Reserve Bank Exposes Four Biggest Housing Risk In Australia

The Reserve Bank listed Australia’s biggest housing risk, according to The New Daily. These include price growth, apartment oversupply, low rents, and landlord resurgence. The bank’s warning came after the central bank kept interest rates unchanged at 1.5%, the lowest rate ever. The central bank’s decision was expected by the majority of markets and industry observers.

Business Insider reported that the Reserve Bank of Australia did not provide any indication that a future interest rate hike is looming after the release of its latest monetary policy statement. The bank also explained that the Board believed that its decision was in line with the bank’s goals, which was to make sure that country hits the targeted 3% economic growth rate over the coming years.
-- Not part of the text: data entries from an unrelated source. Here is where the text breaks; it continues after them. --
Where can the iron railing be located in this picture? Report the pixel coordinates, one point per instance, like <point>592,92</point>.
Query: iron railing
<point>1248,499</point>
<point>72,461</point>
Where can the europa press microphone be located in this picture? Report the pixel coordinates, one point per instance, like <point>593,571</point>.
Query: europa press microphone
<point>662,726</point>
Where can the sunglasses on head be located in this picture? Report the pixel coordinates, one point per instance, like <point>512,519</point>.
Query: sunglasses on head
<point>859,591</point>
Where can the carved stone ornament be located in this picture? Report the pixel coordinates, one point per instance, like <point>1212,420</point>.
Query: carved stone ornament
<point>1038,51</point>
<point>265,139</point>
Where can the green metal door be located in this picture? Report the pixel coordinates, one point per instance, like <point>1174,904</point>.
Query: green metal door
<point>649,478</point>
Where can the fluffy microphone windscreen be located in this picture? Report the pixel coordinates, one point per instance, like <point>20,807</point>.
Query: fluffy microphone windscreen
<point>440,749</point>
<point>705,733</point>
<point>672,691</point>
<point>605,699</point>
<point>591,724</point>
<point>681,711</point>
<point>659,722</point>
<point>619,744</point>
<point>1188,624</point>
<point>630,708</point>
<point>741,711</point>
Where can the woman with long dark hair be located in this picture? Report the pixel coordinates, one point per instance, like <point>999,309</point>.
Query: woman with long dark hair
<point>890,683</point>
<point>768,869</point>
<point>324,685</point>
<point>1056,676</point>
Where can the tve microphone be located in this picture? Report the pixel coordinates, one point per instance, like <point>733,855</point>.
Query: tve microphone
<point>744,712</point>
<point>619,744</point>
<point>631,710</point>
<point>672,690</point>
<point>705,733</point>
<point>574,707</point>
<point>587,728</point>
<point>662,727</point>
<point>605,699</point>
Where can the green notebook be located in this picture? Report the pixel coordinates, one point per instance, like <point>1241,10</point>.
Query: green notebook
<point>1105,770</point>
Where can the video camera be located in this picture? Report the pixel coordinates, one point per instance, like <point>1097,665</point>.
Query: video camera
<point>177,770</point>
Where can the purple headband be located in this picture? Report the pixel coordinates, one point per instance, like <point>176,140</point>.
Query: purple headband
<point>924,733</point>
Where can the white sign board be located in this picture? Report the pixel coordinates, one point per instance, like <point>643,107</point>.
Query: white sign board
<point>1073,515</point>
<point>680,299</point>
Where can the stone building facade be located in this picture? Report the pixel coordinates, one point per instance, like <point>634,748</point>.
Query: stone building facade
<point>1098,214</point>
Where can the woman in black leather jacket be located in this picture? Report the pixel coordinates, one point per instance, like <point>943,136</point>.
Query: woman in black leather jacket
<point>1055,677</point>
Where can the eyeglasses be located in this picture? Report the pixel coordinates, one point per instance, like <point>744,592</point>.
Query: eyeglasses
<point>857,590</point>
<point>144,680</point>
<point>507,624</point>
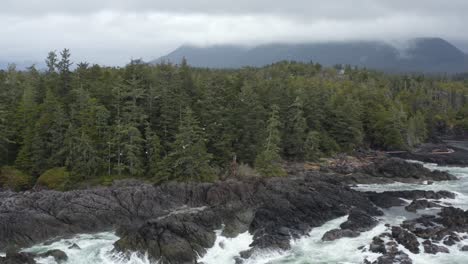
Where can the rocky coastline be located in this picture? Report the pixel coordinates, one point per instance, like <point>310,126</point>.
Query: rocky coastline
<point>176,222</point>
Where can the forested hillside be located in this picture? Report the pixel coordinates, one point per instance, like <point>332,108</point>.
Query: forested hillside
<point>173,122</point>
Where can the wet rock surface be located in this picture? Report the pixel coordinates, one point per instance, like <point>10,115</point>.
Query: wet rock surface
<point>176,222</point>
<point>447,153</point>
<point>282,209</point>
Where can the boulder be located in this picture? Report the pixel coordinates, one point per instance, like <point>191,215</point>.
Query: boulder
<point>18,258</point>
<point>420,204</point>
<point>431,248</point>
<point>339,233</point>
<point>359,221</point>
<point>405,238</point>
<point>58,255</point>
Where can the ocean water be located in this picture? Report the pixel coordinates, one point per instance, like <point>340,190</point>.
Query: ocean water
<point>98,248</point>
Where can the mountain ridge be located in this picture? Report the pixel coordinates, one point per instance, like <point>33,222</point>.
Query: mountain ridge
<point>425,55</point>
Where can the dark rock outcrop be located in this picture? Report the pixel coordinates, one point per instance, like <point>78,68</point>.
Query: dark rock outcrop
<point>58,255</point>
<point>18,258</point>
<point>431,248</point>
<point>281,209</point>
<point>335,234</point>
<point>403,171</point>
<point>359,221</point>
<point>405,238</point>
<point>393,198</point>
<point>421,204</point>
<point>448,153</point>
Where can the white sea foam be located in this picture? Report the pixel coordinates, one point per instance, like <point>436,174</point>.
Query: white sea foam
<point>97,248</point>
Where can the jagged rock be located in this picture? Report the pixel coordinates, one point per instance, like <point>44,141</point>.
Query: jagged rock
<point>394,258</point>
<point>420,204</point>
<point>405,171</point>
<point>393,198</point>
<point>58,255</point>
<point>359,221</point>
<point>377,246</point>
<point>405,238</point>
<point>74,246</point>
<point>177,238</point>
<point>339,233</point>
<point>431,248</point>
<point>18,258</point>
<point>451,239</point>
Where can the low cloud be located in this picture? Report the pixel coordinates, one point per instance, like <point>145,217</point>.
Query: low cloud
<point>112,32</point>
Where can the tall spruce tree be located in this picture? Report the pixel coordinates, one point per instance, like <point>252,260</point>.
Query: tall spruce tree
<point>268,161</point>
<point>189,160</point>
<point>295,132</point>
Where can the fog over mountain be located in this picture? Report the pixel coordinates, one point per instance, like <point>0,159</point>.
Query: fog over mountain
<point>428,55</point>
<point>112,32</point>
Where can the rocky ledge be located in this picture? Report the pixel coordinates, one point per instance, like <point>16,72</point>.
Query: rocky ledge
<point>176,222</point>
<point>447,153</point>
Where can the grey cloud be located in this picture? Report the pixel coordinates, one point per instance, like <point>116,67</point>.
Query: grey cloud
<point>113,31</point>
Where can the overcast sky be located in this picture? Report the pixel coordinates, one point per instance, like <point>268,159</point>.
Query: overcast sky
<point>114,31</point>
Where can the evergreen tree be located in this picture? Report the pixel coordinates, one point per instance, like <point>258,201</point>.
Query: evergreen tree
<point>268,161</point>
<point>312,146</point>
<point>344,124</point>
<point>49,134</point>
<point>294,135</point>
<point>189,160</point>
<point>154,152</point>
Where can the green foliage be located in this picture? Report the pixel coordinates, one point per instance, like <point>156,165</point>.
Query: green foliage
<point>268,161</point>
<point>54,179</point>
<point>14,179</point>
<point>312,146</point>
<point>295,132</point>
<point>103,123</point>
<point>189,160</point>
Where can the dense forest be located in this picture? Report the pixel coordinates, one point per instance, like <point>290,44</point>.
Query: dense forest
<point>73,123</point>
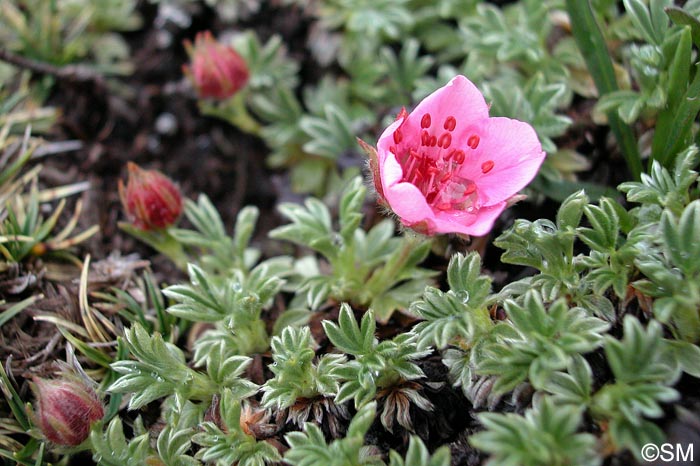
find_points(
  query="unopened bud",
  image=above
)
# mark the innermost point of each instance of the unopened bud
(151, 200)
(216, 70)
(66, 408)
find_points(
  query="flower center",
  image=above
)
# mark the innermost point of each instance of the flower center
(434, 165)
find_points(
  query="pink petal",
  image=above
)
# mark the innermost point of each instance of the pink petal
(459, 98)
(386, 141)
(515, 151)
(476, 224)
(404, 198)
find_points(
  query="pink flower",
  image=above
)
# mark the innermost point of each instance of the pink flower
(66, 408)
(447, 167)
(151, 199)
(216, 70)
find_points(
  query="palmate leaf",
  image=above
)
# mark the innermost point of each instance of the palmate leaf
(311, 226)
(309, 448)
(110, 448)
(295, 374)
(330, 135)
(232, 445)
(158, 371)
(546, 341)
(347, 336)
(418, 454)
(545, 435)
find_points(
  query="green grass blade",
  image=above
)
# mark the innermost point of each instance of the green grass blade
(595, 51)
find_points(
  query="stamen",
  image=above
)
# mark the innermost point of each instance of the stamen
(445, 140)
(398, 136)
(425, 138)
(402, 114)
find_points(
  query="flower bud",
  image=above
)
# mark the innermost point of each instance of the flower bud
(151, 200)
(216, 70)
(66, 408)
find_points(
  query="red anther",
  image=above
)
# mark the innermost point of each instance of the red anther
(445, 140)
(398, 136)
(425, 138)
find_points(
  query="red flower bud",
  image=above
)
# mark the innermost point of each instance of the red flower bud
(66, 408)
(151, 200)
(216, 70)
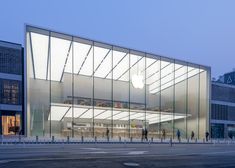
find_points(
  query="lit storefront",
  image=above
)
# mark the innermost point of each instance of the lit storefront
(79, 87)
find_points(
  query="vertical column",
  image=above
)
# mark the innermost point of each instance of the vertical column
(186, 112)
(72, 86)
(199, 109)
(160, 98)
(129, 95)
(93, 91)
(0, 122)
(145, 90)
(112, 94)
(173, 121)
(49, 50)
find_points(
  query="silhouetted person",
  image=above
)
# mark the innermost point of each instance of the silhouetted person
(107, 133)
(146, 134)
(192, 135)
(143, 134)
(178, 135)
(207, 135)
(163, 134)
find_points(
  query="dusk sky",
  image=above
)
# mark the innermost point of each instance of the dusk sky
(198, 31)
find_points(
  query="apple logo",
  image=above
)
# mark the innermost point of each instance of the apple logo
(137, 81)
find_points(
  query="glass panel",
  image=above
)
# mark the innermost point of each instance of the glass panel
(83, 92)
(193, 100)
(180, 99)
(204, 108)
(137, 95)
(102, 93)
(10, 125)
(153, 96)
(167, 97)
(61, 87)
(38, 91)
(121, 124)
(40, 54)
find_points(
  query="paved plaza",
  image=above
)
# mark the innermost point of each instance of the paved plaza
(117, 155)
Their stance was based on certain expectations related to an increase in resource export and the marginal effect of the slowdown in mining and non-mining investments.
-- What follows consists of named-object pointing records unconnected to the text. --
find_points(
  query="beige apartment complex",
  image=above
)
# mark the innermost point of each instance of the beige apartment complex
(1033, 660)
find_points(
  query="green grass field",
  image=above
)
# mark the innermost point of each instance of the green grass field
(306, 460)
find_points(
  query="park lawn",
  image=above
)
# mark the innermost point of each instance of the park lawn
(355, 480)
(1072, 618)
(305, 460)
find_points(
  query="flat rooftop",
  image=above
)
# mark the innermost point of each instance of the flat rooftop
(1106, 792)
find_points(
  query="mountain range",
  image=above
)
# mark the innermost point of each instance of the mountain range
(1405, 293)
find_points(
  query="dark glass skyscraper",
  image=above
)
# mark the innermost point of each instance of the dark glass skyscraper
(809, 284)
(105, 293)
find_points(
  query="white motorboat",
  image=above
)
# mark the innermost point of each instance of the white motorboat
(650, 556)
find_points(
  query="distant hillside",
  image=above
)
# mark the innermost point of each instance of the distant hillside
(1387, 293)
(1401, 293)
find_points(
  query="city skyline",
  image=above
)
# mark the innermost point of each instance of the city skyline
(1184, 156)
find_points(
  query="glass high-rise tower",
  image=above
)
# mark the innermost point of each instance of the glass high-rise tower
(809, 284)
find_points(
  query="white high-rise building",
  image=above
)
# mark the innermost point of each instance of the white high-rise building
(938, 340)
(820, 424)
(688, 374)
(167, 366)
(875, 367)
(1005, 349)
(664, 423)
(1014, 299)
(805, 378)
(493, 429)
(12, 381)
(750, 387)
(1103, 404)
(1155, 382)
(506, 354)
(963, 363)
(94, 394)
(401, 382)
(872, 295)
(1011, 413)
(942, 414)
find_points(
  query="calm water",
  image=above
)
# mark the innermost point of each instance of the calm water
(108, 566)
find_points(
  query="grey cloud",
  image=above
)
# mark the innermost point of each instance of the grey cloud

A few observers also believed that the rate cut would have helped in boosting Australia’s economy especially since the nation has failed to hit the growth rate target of 2%-3% successively over the past three years. If that was the case, why then did the central bank keep the rates unchanged. According to certain experts, the central bank made that decision because the property market is still hot as ever.

The Governor of the Reserve Bank of Australia explained the condition of today’s property market. Lowe said the prices of houses in certain parts of the country were increasing “briskly.” For instance, Sydney’s housing costs soared by 16% according to the data provided by CoreLogic for Jan. 2016 until Jan. 2017. Meanwhile, Canberra’s price growth was pegged at 6.7%, Adelaide at 4.8%, and Brisbane at 4.4%. Prices in Melbourne and Hobart grew by 11.8% and 7.8%, respectively. On the other hand, other places have seen a decline in house prices. The drop was prevalent in Darwin and Perth. They were both in negative territories, at -0.7% and -3.2%, respectively. Other capitals that were not mentioned here had an overall price growth of 10.7%.
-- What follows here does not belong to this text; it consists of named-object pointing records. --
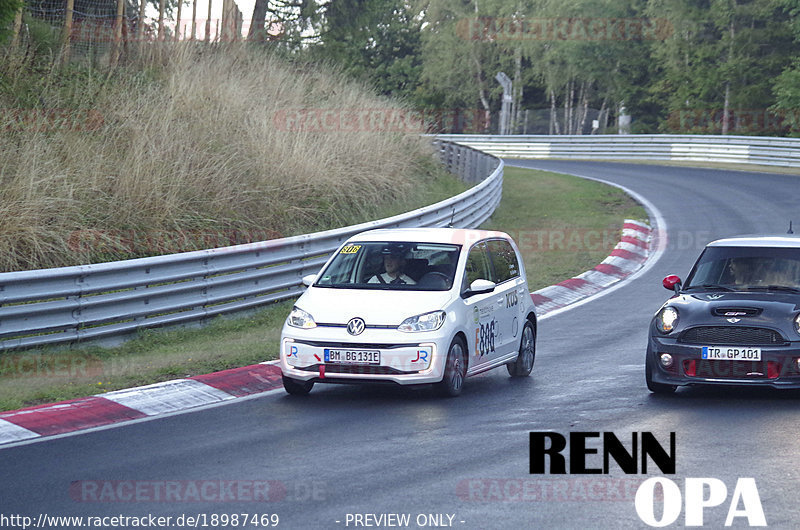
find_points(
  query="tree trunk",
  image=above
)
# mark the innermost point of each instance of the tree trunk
(553, 114)
(726, 105)
(516, 92)
(602, 118)
(585, 106)
(259, 21)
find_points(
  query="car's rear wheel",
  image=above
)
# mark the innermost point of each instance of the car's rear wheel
(656, 388)
(455, 370)
(527, 353)
(295, 387)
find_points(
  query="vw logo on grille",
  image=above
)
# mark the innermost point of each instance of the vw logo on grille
(356, 326)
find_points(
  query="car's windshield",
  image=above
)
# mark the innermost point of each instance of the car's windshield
(746, 268)
(392, 265)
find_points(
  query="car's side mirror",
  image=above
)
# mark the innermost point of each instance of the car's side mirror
(479, 286)
(672, 283)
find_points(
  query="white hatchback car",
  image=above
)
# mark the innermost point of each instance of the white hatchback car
(412, 306)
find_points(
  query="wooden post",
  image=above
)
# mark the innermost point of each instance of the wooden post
(178, 22)
(161, 6)
(117, 32)
(17, 27)
(194, 19)
(65, 37)
(208, 23)
(140, 24)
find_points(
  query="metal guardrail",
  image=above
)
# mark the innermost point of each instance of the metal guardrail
(761, 150)
(67, 304)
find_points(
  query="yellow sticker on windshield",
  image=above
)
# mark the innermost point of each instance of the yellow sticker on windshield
(350, 249)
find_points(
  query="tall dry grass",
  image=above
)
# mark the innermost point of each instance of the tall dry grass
(189, 145)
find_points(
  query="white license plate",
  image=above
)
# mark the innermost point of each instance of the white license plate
(731, 353)
(352, 356)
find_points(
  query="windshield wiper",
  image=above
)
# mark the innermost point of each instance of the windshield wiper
(710, 286)
(774, 288)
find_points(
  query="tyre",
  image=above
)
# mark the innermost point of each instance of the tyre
(527, 353)
(295, 387)
(454, 371)
(656, 388)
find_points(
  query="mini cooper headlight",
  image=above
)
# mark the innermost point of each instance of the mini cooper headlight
(300, 319)
(425, 322)
(667, 319)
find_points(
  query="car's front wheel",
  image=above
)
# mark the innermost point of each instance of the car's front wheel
(295, 387)
(455, 370)
(656, 388)
(527, 353)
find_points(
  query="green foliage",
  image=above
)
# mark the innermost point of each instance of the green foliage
(8, 9)
(373, 40)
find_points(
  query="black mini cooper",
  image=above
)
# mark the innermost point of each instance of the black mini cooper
(736, 320)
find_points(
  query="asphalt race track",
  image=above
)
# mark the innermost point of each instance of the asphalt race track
(348, 451)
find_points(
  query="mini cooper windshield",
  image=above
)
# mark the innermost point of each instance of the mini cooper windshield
(747, 269)
(392, 265)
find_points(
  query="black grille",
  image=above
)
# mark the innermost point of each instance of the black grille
(736, 311)
(355, 369)
(732, 335)
(732, 369)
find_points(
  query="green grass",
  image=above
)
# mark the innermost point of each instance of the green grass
(534, 202)
(563, 225)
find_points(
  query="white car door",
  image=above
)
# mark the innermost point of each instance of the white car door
(508, 295)
(482, 309)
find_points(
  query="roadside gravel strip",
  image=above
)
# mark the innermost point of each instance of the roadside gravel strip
(170, 397)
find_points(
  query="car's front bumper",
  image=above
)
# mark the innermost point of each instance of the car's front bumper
(405, 358)
(777, 367)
It will be harder for first-time buyers to save up for a home located in metropolitan areas because of this kind of price growth. According to CoreLogic, a two-income household must have enough money to cover the deposit. They must also be financially prepared to pay as much as $850,000 or $640,000 if they want to buy a home in Sydney or Melbourne, respectively. Figures that were obtained in 2013 revealed that couples only had to save $87,000 for the deposit needed for a home loan. This amount has increased to $103,000 these days. RBA boss Philip Lowe also talked about investor resurgence. He said investors flocked Australia’s real estate sector in droves after the central bank slashed the interest rates twice last year. The resurgence led to an increase in investor loans, which has reached a record-high of 54.7% in May 2015. He added that Australia may also encounter problems related to an apartment oversupply and low rental yields.